Molti anni fa, in occasione di uno dei ricorrenti default argentini, un amico giornalista mi chiamò e mi chiese se conoscessi qualcosa di quel paese. Nulla, fu la mia franca risposta, però ti dirò quale è il vero problema della patria di Maradona e del Tango: si tratta di un enorme Mezzogiorno, che vuole vivere con politiche tipiche dell’assistenzialismo meridionale, senza una Lombardia o un Veneto. In breve, vogliono vivere da parassiti senza aree da parassitare.

Quello che mi sembrava il punto dolente di un paese che poco più di un secolo fa era considerato fra i meno poveri del mondo, si è rivelato solo venti anni dopo il suo vero ed unico punto di forza. Gli argentini si sono trovati contro un muro, hanno fatto l’ennesimo bagno di realtà economica e hanno scelto di cambiare radicalmente percorso. Le parole d’ordine peroniste (ossia il libercolo delle lamentazioni che viene ripetuto ogni giorno dal più famoso argentino del pianeta contro il capitalismo, i ricchi, gli sfruttatori) non erano più in grado di scuotere gli animi dopo essere state il credo politico ufficiale per oltre ottanta anni.

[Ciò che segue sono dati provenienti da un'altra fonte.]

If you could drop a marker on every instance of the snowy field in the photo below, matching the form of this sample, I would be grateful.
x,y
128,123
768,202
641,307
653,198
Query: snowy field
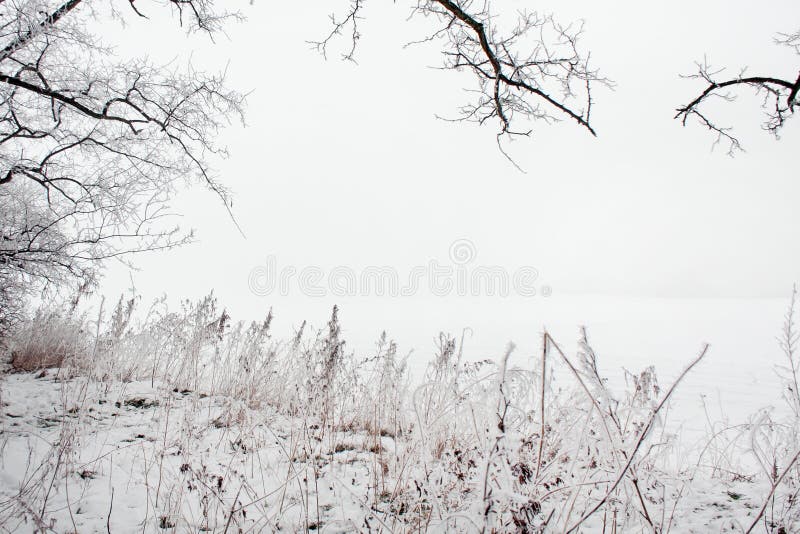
x,y
187,421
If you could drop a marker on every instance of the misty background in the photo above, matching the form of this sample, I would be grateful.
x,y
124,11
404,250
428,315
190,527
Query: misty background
x,y
645,235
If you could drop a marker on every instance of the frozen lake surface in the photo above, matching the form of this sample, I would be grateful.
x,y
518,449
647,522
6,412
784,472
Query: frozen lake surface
x,y
736,378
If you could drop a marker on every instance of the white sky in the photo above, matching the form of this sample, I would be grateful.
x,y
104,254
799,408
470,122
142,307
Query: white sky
x,y
345,164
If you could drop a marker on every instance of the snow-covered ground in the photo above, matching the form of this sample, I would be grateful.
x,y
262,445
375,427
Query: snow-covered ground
x,y
134,458
185,422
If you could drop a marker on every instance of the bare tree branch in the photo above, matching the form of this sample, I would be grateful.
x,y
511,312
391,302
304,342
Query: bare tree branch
x,y
779,97
532,71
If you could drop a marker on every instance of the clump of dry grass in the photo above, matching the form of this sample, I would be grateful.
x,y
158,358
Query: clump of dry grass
x,y
48,340
476,446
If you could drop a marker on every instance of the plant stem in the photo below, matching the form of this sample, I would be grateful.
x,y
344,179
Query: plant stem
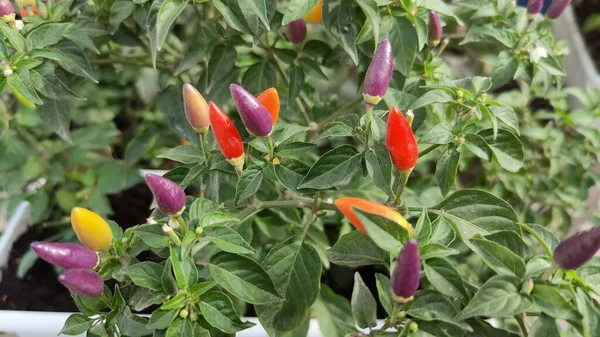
x,y
429,149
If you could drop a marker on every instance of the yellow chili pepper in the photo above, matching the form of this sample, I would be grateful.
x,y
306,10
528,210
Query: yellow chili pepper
x,y
92,231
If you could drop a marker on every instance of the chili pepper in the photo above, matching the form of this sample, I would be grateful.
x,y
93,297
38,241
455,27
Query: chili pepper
x,y
227,136
66,255
270,100
92,231
578,249
256,118
169,196
296,31
405,276
315,15
83,282
535,6
196,109
557,7
379,73
345,205
435,29
401,142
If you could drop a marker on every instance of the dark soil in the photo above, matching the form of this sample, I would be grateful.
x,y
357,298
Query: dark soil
x,y
584,9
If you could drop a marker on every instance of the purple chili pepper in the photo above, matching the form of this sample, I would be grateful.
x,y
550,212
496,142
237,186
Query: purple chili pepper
x,y
405,277
535,6
296,31
169,196
6,8
256,117
557,7
435,29
379,74
578,249
83,282
66,255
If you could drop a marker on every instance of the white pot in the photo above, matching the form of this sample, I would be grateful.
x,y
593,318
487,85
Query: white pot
x,y
16,226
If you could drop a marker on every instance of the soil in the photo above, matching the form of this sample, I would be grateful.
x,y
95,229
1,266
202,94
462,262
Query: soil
x,y
583,9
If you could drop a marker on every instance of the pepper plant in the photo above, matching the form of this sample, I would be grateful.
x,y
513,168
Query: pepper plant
x,y
286,170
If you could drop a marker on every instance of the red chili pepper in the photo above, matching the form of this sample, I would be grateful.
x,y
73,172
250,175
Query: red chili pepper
x,y
227,136
401,142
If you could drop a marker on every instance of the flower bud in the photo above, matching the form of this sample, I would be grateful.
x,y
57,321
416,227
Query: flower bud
x,y
435,29
169,196
557,7
92,231
379,73
534,6
66,255
405,276
83,282
196,109
296,31
578,249
256,118
346,204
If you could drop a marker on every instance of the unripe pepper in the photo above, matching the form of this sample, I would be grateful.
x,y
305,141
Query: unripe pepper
x,y
92,231
296,31
435,29
316,14
578,249
169,196
82,282
534,6
379,73
227,136
66,255
405,276
196,109
270,100
345,205
256,118
557,7
401,142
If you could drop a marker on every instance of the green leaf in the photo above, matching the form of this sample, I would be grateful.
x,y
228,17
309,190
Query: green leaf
x,y
259,77
372,12
404,41
119,11
506,148
297,9
445,172
364,307
383,285
218,311
379,166
248,184
386,234
552,303
76,324
544,326
354,249
332,168
429,305
295,269
243,278
501,259
476,212
296,83
499,296
146,274
161,16
333,313
227,239
444,277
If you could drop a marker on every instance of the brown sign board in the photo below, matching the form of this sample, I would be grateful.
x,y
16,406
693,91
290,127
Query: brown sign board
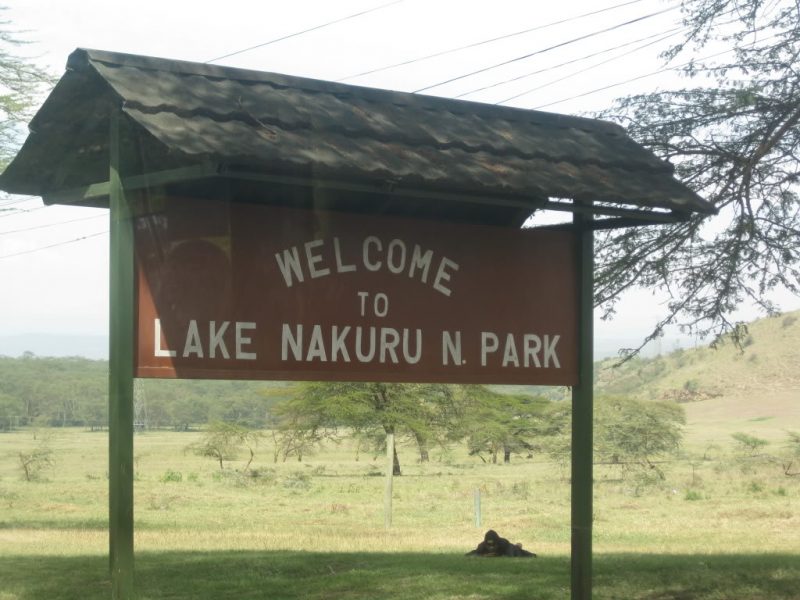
x,y
248,291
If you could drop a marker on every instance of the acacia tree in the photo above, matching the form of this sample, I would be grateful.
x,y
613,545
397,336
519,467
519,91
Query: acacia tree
x,y
635,433
372,411
223,441
498,423
733,138
21,86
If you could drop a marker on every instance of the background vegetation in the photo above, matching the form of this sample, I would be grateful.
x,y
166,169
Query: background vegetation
x,y
703,510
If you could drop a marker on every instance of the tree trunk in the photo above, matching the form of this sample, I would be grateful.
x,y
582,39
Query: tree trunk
x,y
395,463
422,444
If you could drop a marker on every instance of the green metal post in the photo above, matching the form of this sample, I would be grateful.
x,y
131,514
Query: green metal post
x,y
120,376
582,414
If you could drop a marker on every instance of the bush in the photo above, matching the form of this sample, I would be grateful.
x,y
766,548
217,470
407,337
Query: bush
x,y
171,476
297,481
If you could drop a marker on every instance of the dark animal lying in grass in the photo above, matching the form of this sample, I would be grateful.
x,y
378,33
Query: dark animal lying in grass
x,y
494,545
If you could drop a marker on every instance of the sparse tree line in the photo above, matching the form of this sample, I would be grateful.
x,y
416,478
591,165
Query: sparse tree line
x,y
294,420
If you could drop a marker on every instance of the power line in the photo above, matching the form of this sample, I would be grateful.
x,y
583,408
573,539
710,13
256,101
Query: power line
x,y
671,32
489,41
52,224
310,29
632,79
589,68
548,49
22,211
32,250
12,201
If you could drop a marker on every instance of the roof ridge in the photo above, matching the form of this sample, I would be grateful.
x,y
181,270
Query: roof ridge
x,y
336,127
83,57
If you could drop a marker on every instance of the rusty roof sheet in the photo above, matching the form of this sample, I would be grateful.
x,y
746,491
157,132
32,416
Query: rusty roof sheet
x,y
278,124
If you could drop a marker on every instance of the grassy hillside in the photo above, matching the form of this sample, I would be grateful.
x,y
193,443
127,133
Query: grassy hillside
x,y
725,389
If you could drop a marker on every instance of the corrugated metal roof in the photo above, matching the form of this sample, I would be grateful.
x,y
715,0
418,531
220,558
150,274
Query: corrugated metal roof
x,y
281,125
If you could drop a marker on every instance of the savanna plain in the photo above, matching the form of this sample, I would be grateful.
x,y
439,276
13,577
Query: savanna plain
x,y
722,523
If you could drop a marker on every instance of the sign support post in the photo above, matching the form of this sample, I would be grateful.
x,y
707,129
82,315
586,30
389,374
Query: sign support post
x,y
120,374
582,414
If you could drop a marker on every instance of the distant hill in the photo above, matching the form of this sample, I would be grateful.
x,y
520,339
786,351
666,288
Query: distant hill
x,y
725,390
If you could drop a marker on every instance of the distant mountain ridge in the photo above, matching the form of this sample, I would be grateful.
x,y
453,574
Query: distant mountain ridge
x,y
768,361
46,344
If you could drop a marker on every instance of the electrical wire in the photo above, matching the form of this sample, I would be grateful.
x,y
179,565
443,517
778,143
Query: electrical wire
x,y
589,68
310,29
659,35
32,250
489,41
548,49
21,211
52,224
632,79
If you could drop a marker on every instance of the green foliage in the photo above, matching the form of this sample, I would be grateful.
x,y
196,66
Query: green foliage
x,y
749,444
170,476
501,423
425,413
733,138
223,441
73,391
35,461
23,84
635,433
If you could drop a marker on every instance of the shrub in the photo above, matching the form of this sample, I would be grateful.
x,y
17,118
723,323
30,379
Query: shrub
x,y
170,476
297,481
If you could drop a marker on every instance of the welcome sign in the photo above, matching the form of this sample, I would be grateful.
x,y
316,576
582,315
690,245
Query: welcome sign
x,y
245,291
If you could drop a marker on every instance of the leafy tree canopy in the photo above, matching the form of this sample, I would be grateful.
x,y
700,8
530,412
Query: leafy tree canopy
x,y
733,137
22,84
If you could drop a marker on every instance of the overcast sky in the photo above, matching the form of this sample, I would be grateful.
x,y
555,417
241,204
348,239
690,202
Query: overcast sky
x,y
64,289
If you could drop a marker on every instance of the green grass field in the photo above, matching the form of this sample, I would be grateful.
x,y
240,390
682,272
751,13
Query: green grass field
x,y
714,529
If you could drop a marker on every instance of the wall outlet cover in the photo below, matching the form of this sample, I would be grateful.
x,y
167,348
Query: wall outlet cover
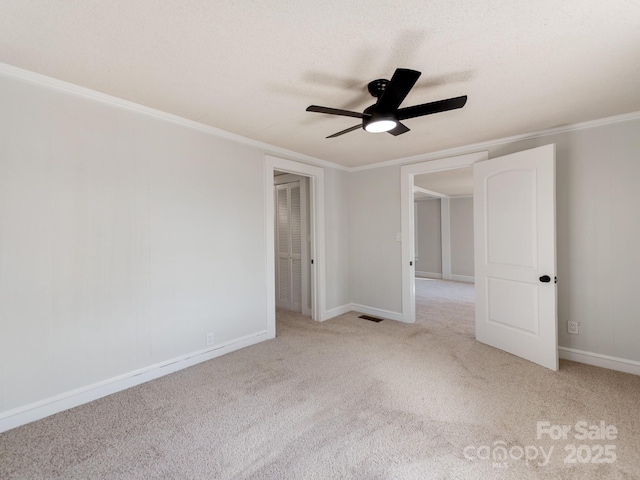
x,y
572,328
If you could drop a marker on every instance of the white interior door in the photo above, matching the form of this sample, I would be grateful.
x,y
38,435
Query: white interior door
x,y
289,239
515,254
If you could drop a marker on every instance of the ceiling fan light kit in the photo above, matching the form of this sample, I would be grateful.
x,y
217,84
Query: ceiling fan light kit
x,y
386,115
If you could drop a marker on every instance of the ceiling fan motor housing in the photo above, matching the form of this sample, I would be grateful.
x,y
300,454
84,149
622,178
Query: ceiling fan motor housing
x,y
376,121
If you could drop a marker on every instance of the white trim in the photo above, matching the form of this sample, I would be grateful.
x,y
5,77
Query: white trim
x,y
49,406
377,312
465,149
316,199
599,360
445,237
407,173
336,312
463,278
42,80
435,276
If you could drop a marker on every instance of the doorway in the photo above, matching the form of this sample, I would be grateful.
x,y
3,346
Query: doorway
x,y
316,264
408,174
444,248
292,238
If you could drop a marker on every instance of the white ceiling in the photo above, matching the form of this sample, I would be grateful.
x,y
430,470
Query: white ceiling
x,y
252,67
452,183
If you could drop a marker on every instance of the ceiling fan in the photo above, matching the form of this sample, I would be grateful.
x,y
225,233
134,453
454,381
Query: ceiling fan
x,y
385,115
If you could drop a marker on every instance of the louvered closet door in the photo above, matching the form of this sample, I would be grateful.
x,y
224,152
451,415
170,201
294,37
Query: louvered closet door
x,y
289,247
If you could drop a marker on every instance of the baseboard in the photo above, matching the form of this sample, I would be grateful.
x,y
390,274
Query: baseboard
x,y
376,312
463,278
43,408
336,312
599,360
428,275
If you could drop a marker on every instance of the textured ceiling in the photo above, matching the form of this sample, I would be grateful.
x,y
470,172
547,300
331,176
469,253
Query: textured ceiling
x,y
252,67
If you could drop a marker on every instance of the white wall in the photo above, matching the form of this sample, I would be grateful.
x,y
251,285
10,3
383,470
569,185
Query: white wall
x,y
374,206
337,247
598,233
123,243
428,242
461,234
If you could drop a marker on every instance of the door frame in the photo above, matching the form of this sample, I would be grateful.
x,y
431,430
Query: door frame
x,y
407,174
317,244
304,222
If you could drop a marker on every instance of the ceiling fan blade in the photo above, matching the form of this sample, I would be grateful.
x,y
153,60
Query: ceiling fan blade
x,y
350,129
399,86
399,130
333,111
433,107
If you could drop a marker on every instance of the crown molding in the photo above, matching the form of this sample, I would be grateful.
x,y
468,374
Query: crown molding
x,y
16,73
10,71
492,143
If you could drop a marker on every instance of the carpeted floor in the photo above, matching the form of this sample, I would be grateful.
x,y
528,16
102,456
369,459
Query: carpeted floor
x,y
350,398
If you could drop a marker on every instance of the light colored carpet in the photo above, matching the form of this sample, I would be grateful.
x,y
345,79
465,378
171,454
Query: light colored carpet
x,y
347,398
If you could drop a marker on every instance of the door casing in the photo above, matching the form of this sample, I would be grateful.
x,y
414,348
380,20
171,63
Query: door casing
x,y
407,174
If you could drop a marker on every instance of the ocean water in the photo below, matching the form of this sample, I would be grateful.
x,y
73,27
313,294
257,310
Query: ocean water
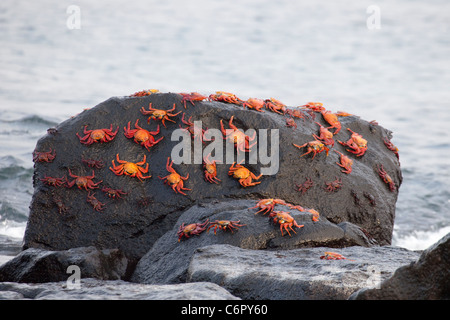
x,y
55,62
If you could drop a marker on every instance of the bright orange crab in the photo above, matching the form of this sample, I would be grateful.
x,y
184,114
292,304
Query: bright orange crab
x,y
159,114
331,118
210,170
275,105
386,178
254,103
97,135
191,229
83,181
130,168
267,205
346,163
223,96
244,175
333,256
191,97
356,143
196,132
174,180
225,225
325,135
285,220
141,136
240,139
45,156
315,147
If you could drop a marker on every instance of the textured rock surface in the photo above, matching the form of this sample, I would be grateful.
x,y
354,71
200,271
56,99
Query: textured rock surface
x,y
93,289
426,278
38,265
168,260
150,208
297,274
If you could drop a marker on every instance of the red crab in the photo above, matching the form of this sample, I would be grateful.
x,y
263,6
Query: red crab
x,y
244,175
51,181
93,163
195,131
275,105
333,256
267,205
391,147
97,135
305,185
210,170
113,193
254,103
346,163
130,168
225,225
191,229
234,135
45,156
191,97
285,220
331,118
325,135
159,114
83,181
315,147
386,178
333,185
227,97
174,180
98,206
356,143
141,136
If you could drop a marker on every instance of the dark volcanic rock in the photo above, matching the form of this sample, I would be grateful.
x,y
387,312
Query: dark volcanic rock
x,y
38,265
149,209
297,274
168,260
426,278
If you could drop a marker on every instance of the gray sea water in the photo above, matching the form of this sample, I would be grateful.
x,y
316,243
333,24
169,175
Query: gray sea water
x,y
59,57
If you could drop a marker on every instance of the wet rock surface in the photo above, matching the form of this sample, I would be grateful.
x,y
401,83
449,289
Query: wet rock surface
x,y
62,218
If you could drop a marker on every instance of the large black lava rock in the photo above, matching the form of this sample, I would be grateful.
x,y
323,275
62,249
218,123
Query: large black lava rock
x,y
62,218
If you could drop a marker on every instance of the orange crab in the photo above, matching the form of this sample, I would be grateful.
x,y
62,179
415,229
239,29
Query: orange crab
x,y
130,168
191,229
285,220
356,143
254,103
315,147
325,135
346,163
45,156
225,225
386,178
240,139
191,97
244,175
159,114
223,96
267,205
275,105
331,118
210,170
174,180
83,181
328,255
97,135
197,133
141,136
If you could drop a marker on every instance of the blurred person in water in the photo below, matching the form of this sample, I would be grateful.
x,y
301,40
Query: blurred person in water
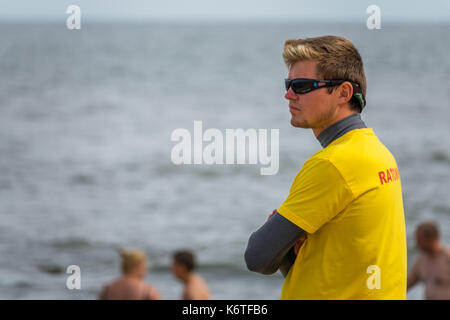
x,y
131,285
432,267
183,266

Brevi cenni di storia economica

Oltre un secolo fa l’Argentina era fra i dieci paesi più ricchi al mondo, con un reddito per persona ben superiore a Francia, Germania e Italia. Mentre fino alla Seconda Guerra mondiale il reddito pro-capite degli argentini non era molto al di sotto di quello del paese più ricco del mondo, gli Stati Uniti, oggi è di meno di un quinto. L’inabissamento dell’economia argentina ha avuto nel corso del Dopoguerra un’unica colonna sonora: il patriottismo socialista di Juan Peron, rivisitato in tutte le salse, che è qualcosa che dovrebbe suonare molto familiare alle orecchie di un italiano. Si tratta, infatti, di una sorta di fascio-comunismo democratico il cui vero cemento ideologico era la denuncia dei guasti provocati dall’economia di mercato e l’esaltazione del ruolo dello Stato nel combattere le miserie prodotte dal lavoro salariato. In breve, il peronismo si fonda su un credo piuttosto semplice: il capitalismo è il male e il governo è la cura.

Per la prima volta nella storia di qualunque area del globo terraqueo, la maggioranza di un paese ha smesso di credere alla politica e ha abbracciato una vera rivoluzione copernicana. Javier Milei, un professore di economia che in pochi anni ha preso il centro della scena politica come intransigente difensore del libero mercato e del capitalismo del laissez faire. Improvvisamente, ossia nel breve volgere di un paio di anni, da radice di tutti i problemi, la libertà di mercato è stata propagandata e percepita come l’unica soluzione rimasta. Riuscirà il professor Milei a ribaltare come calzino un paese che sembrava destinato ad inabissarsi a causa della sua subcultura politica? Difficile dirlo, ma il semplice fatto che un paese abbia democraticamente deciso di adottare una via senza precedenti, almeno dal punto di vista ideologico, deve essere salutato con grande speranza da tutti coloro che amano la libertà. Infatti, la sua ricetta non ha nulla di astruso, si fonda su di una preferenza: meglio le libere scelte degli individui sul mercato che le decisioni delle burocrazie illuminate, meglio la libertà della coercizione. Non avendo ormai altra scelta, e in attesa del prossimo ennesimo fallimento, gli argentini hanno deciso di scommettere sul loro futuro, lasciando di stucco le loro classi burocratiche e parassitarie, da decenni aduse a vivere di prebende pubbliche e a gridare che il popolo si impoveriva a causa del “neoliberismo”. Anche questa cosa che dovrebbe suonare ben nota ai padiglioni auricolari del volgo italico, che ha sentito addebitare tutte le disgrazie della penisola proprio al “liberismo selvaggio”, mentre si stava inabissando sotto i colpi del più spietato fra gli statalismi del pianeta.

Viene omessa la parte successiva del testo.